On June 6, in Philadelphia’s Logan Square, outside a hotel that wasn’t even open and in the middle of a Black Lives Matter march, Michael Gordon was waiting for his wedding to begin.
He heard shouting, and then cheering, clapping and whistling, and the wedding participants — 21 in all, the women in white and the men in black, all wearing masks designed for the event — began leaving to see what was going on. So he did, too.
What he saw was a swirl of protesters, who were beginning a march to City Hall on the parkway that ran in front of the hotel. But he didn’t see his bride, Dr. Kerry-Anne Perkins.
So he started into the crowd. “They parted like the Red Sea,” he said. “They knew who I was because I had on a tux. And in the middle of all these people is a circle around Kerry, looking like a black angel. She’s just there by herself, and they were there applauding her.”
He grabbed her hands, which were shaking, and she had tears running down her face, he said. He kissed her. Then the two stood side by side, clasping hands, and she gave him a look as she started to raise her right hand in a fist of solidarity. “I just instinctively did the same,” he said.
Dozens of cellphones snapped pictures, and the media, there to cover the protest, found the moment irresistible. Before the couple had even completed their post-wedding luncheon, Dr. Perkins said, their phones were flooded with congratulations from strangers all over the world. Stories appeared in national and international newspapers, magazines and television, and an Instagram posting of the moment quickly tallied hundreds of thousands of views.
“We can’t wrap our minds around exactly how or why people took something from that moment, but they did,” Mr. Gordon said. “It’s difficult for us to see it. We were just two people in love waiting to get married.”
Dr. Perkins, 35, is a staff surgeon at Alliance OB/GYN Consultants, which has offices in Delran, N.J., and Hainesport, N.J. She is also a captain in the Army Reserve Medical Corps. Mr. Gordon, 42, a Navy veteran, is a senior manager in the project management group of Athena Global Advisors, which is based in Philadelphia.
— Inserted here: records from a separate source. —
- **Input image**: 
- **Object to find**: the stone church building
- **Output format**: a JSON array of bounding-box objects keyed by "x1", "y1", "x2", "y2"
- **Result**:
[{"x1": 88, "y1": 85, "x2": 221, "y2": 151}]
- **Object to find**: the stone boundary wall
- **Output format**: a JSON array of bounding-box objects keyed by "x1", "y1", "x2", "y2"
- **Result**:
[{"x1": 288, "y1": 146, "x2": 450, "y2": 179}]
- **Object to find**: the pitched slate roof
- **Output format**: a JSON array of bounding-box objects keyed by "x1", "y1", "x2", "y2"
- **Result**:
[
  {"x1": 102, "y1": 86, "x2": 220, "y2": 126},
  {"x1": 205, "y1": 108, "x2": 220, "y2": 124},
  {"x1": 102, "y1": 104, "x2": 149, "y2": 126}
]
The two met in 2013 at a Philadelphia gym. They chatted occasionally and eventually he asked her out, but she dismissed him.
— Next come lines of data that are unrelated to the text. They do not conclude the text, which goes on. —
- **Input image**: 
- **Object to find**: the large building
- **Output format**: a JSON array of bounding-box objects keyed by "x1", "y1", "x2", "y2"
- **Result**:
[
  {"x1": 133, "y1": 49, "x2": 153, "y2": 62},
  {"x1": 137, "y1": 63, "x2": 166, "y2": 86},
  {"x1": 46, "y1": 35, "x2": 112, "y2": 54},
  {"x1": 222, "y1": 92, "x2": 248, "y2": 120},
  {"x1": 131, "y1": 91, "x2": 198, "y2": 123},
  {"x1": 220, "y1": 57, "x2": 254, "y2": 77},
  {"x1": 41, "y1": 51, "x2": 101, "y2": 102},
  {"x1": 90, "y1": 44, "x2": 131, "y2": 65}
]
He didn’t ask again until 2015, and by then, they had gotten to know each other through their mutual social circle and a sporadic exchange of texts.
“I had realized he was not pushy, he was just a gentleman, he had good energy, he never came across in a way that was negative,” she said. “Why not give him a chance?”
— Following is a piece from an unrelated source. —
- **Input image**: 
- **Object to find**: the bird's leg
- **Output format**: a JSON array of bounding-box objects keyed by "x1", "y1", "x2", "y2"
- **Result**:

From that first date, their relationship quickly solidified, and Mr. Gordon said that he soon realized, “I am really never going to find another person like this, I don’t care how long I wait.”
“Her vibe — her aura — is the thing that struck me,” Mr. Gordon said. “She’s very attractive, but her energy was very strong. This is an absolutely amazing person.”
The couple were engaged in January 2019, and Dr. Perkins began planning a wedding with 250 guests for the Memorial Day weekend of 2020 at the Legacy Castle in Pequannock, N.J. And then came Covid-19. The couple realized they would have to postpone if they were to have the big wedding she wanted. Mr. Gordon had another suggestion.
“Mike was always the one to say, ‘Why wait? We should just get married,’” she said.
Eventually, she agreed. She found a venue — the Logan — that was offering its courtyard, even though the hotel was closed, to couples whose plans had been disrupted by the pandemic. The couple’s premarital counselor, the Rev. Roxanne Birchfield, a minister of the Evangelical Church Alliance and an Air Force Reserve chaplain, had offered to marry any of her clients in June, just to keep them encouraged as they postponed their dream celebratory events.
But the couple intended to keep the marriage a secret so that, when they had a celebration in 2021, no one would be disappointed.
And then their wedding was enveloped by the protest, part of the wave of events across the nation in response to the death of George Floyd, after he was pinned under the knee of a Minneapolis police officer.
“I couldn’t hold back the emotions,” she said. “It was so profound.”
As that image of the two of them amid the protest rocketed across the internet, Dr. Perkins and Mr. Gordon returned to the hotel courtyard. Twenty minutes later, their ceremony was over and they were married.
“When we were walking away, we were like, ‘That was the most amazing moment ever,’” Mr. Gordon said. “They saw us, and they just knew what it is that we were. It symbolized to them what it is they were looking for — you’re looking for love. That’s what’s missing from the message out there. And that’s what we saw in the crowd. That was just plain love, and everybody had it.”